Contra Costa Superior Court Judge John P. Devine sided with the defendants and denied the motion, saying he declined to “exercise…discretion to consider the late-filed motion” due to a concern “that the nature of the filings and their timeline were done in a manner that deliberately negated the statutory timeframes.”
Presiding Justice James M. Humes and Justice Kathleen Banke joined in yesterday’s opinion affirming the denial.
Default Deadline
Smiley noted that §1005(b) provides a “default deadline for filing motion papers” if one is not otherwise provided and concluded that §425.16(f) “clearly displaces” the rule.

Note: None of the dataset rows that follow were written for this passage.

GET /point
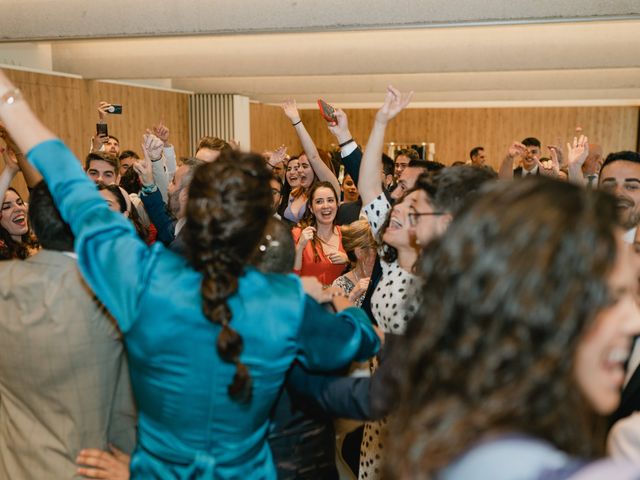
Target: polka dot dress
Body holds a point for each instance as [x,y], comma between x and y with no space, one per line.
[393,303]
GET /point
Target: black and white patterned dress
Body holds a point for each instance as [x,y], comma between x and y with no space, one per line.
[393,303]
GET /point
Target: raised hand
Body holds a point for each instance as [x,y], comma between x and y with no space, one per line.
[306,235]
[549,168]
[394,103]
[340,129]
[98,141]
[577,151]
[102,110]
[112,465]
[517,150]
[556,154]
[277,156]
[290,109]
[153,145]
[162,132]
[144,169]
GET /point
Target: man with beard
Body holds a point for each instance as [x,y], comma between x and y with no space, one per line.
[620,176]
[169,224]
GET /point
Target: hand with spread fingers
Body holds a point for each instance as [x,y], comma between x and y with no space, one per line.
[277,156]
[95,463]
[340,129]
[549,168]
[162,132]
[394,103]
[102,110]
[290,109]
[578,151]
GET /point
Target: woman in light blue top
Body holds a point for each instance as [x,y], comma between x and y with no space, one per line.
[209,340]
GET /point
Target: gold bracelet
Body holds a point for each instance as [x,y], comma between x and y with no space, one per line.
[11,97]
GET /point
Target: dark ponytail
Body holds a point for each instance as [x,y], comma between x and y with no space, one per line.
[228,209]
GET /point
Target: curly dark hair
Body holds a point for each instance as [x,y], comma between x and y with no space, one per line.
[141,229]
[9,248]
[309,219]
[508,291]
[227,212]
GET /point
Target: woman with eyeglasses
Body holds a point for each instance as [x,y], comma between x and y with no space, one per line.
[421,215]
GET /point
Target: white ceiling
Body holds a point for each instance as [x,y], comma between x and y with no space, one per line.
[595,62]
[490,52]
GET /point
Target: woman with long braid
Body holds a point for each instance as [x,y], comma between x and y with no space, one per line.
[209,339]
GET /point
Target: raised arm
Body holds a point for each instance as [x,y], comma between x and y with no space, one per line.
[153,148]
[369,184]
[349,150]
[506,167]
[322,171]
[11,169]
[100,234]
[577,153]
[162,132]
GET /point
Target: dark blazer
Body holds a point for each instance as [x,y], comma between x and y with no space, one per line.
[357,398]
[165,224]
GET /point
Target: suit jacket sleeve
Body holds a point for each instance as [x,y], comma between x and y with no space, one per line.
[352,164]
[344,397]
[328,341]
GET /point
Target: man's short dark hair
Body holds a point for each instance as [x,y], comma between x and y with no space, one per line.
[52,232]
[450,188]
[387,164]
[475,151]
[276,252]
[531,142]
[104,157]
[625,156]
[410,153]
[128,154]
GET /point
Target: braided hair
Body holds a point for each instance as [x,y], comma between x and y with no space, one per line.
[228,209]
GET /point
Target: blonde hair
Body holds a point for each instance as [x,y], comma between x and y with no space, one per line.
[356,235]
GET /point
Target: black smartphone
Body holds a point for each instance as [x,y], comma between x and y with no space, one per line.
[101,129]
[115,109]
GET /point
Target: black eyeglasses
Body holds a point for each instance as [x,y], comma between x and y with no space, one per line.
[414,217]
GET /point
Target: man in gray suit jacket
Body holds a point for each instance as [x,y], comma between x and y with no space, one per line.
[64,382]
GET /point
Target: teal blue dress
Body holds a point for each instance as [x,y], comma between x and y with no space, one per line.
[188,425]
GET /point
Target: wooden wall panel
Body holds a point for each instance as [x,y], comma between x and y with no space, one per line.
[68,106]
[141,109]
[270,128]
[456,131]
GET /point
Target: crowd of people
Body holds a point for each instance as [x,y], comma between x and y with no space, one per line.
[214,316]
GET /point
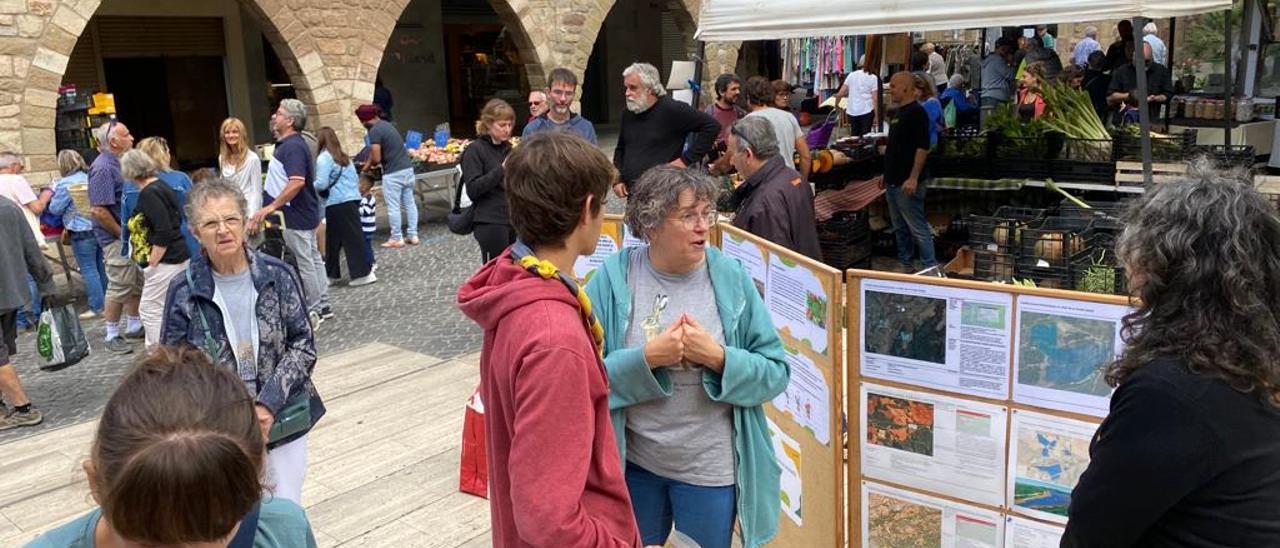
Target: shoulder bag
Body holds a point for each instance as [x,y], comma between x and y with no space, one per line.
[293,418]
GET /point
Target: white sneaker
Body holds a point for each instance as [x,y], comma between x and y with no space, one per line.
[364,281]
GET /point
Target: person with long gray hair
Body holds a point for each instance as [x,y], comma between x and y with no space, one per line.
[691,356]
[656,127]
[1189,453]
[155,237]
[289,188]
[246,311]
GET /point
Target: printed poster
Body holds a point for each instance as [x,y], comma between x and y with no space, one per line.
[807,398]
[1023,533]
[1063,350]
[899,519]
[786,450]
[1047,455]
[938,337]
[796,302]
[936,443]
[752,256]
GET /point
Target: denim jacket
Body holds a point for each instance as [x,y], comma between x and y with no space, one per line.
[754,373]
[287,350]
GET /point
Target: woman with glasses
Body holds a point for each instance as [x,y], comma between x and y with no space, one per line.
[691,356]
[246,310]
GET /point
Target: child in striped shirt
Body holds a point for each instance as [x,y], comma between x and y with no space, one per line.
[368,215]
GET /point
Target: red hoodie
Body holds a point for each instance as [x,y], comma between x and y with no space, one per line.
[554,473]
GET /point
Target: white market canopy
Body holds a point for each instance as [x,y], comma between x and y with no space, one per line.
[772,19]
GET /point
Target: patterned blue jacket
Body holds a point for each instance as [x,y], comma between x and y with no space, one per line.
[287,351]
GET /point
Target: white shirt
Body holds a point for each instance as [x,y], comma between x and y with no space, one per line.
[862,92]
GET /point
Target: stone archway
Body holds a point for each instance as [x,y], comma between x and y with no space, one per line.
[32,65]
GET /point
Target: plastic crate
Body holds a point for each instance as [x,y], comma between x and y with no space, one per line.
[1052,242]
[993,266]
[1098,272]
[1000,232]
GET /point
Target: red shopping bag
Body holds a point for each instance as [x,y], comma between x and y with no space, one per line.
[474,474]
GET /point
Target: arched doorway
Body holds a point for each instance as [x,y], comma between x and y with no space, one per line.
[446,58]
[627,36]
[177,69]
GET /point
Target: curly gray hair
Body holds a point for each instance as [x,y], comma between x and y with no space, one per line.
[657,195]
[649,77]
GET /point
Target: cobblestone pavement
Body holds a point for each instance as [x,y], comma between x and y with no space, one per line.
[411,306]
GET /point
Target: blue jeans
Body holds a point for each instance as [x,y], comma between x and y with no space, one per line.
[910,225]
[88,257]
[398,192]
[704,514]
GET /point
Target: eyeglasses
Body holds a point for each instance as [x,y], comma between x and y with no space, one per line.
[229,222]
[691,218]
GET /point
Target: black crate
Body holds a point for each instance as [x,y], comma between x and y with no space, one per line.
[999,232]
[1052,242]
[1098,272]
[993,266]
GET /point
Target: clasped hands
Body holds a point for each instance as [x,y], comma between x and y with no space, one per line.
[685,339]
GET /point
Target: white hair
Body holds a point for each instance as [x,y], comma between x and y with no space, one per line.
[649,77]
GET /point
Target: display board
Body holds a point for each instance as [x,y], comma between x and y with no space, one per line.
[974,405]
[804,298]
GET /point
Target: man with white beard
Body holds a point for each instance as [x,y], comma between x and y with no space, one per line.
[656,128]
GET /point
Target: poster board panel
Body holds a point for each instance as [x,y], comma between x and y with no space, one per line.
[805,300]
[1025,415]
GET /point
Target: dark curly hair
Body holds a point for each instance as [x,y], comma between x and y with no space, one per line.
[1203,265]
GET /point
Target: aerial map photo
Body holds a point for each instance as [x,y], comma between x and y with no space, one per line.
[906,325]
[1065,354]
[894,523]
[900,424]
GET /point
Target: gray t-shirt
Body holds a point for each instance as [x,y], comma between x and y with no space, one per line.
[236,295]
[685,437]
[786,128]
[394,158]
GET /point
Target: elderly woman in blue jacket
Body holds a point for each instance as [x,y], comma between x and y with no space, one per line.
[246,311]
[691,356]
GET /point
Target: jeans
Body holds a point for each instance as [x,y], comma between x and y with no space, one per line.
[910,225]
[315,283]
[88,257]
[704,514]
[398,192]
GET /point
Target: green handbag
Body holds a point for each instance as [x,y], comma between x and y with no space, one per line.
[293,418]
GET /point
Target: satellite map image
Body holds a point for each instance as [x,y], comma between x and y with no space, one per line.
[906,325]
[1065,354]
[892,523]
[1048,466]
[900,424]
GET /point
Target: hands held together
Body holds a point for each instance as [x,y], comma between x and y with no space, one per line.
[685,339]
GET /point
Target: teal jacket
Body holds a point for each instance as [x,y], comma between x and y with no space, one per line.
[754,373]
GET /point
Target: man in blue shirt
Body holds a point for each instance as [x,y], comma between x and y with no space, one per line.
[289,188]
[561,117]
[106,195]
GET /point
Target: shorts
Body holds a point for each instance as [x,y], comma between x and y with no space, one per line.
[123,277]
[8,336]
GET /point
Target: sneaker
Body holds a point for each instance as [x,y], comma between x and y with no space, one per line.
[118,345]
[364,281]
[16,419]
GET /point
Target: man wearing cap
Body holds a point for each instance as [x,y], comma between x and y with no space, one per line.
[387,150]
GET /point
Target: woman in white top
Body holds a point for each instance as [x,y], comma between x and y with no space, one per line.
[238,164]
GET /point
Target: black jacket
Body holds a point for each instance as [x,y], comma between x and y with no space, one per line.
[481,174]
[657,136]
[777,205]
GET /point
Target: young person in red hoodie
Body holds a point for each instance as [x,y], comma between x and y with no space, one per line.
[554,473]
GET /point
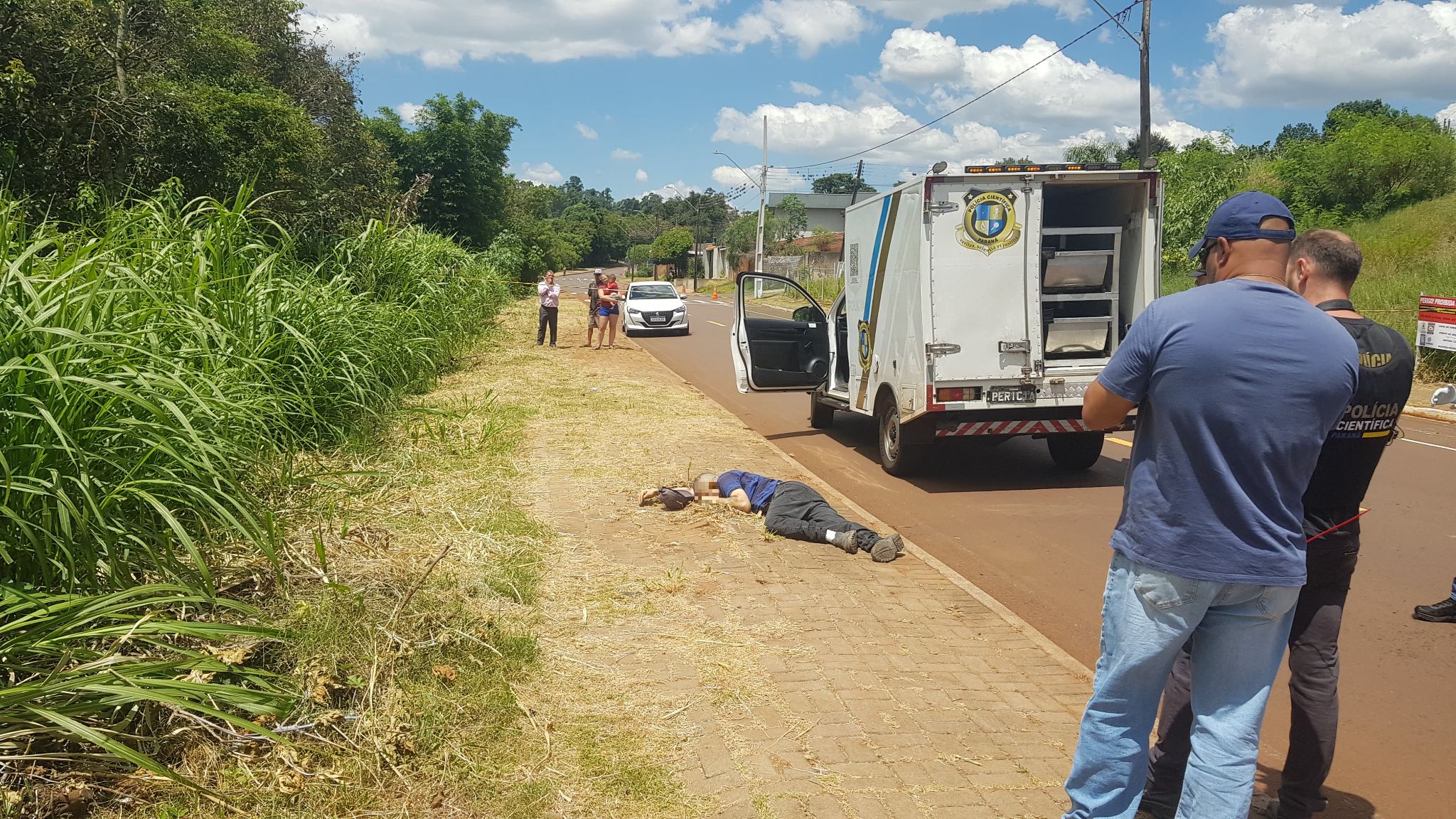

However, he opined:
“But neither section 1005 nor the anti-SLAPP statute expressly states whether a supporting memorandum constitutes a moving paper or is a constituent part of ‘[t]he special motion.’ This statutory silence makes it ambiguous as to how the anti-SLAPP statute applies to a separately filed memorandum in support of a special motion to strike filed outside of subdivision (f)’s 60-day deadline.”
Looking to the purpose behind the anti-SLAPP law for guidance, he said that “[t]he Legislature designed the anti-SLAPP statute to combat the chilling of free speech and petition rights through abuse of the judicial process,” but pointed out that the section’s procedural and substantive limitations also protect plaintiffs from delays.
With this history in mind, he concluded that “Mora’s view…is at odds with the anti-SLAPP statute’s design,” remarking:
“Under that approach, neither the trial court nor the non-movant may be able to analyze the motion’s scope or merits until 16 court days before the scheduled hearing, when—as occurred in this case—a flood of papers finally identifies the moving party’s position….This would frustrate the statutory deadline’s purpose to facilitate expeditious resolution of anti-SLAPP proceedings.”
In light of these considerations, he declared:
“Considering the statutory deadline’s purpose and the statutory framework as a whole, we conclude the most reasonable construction of the ‘special motion’ for purposes of the statutory deadline is inclusive of the motion’s supporting memorandum, whether filed separately or in a combined pleading.”
The jurist added:
“We do not hold that a supporting memorandum must be filed simultaneously with the notice of motion or special motion itself. We merely hold that a memorandum in support of an anti-SLAPP motion—which Mora does not dispute is required under rules 3.1112(a) and 3.1113(a)—must be filed within the anti-SLAPP statute’s statutory deadline for the special motion to be complete and therefore timely pursuant to subdivision (f).”
The case is Mora v. Menjivar, A169997.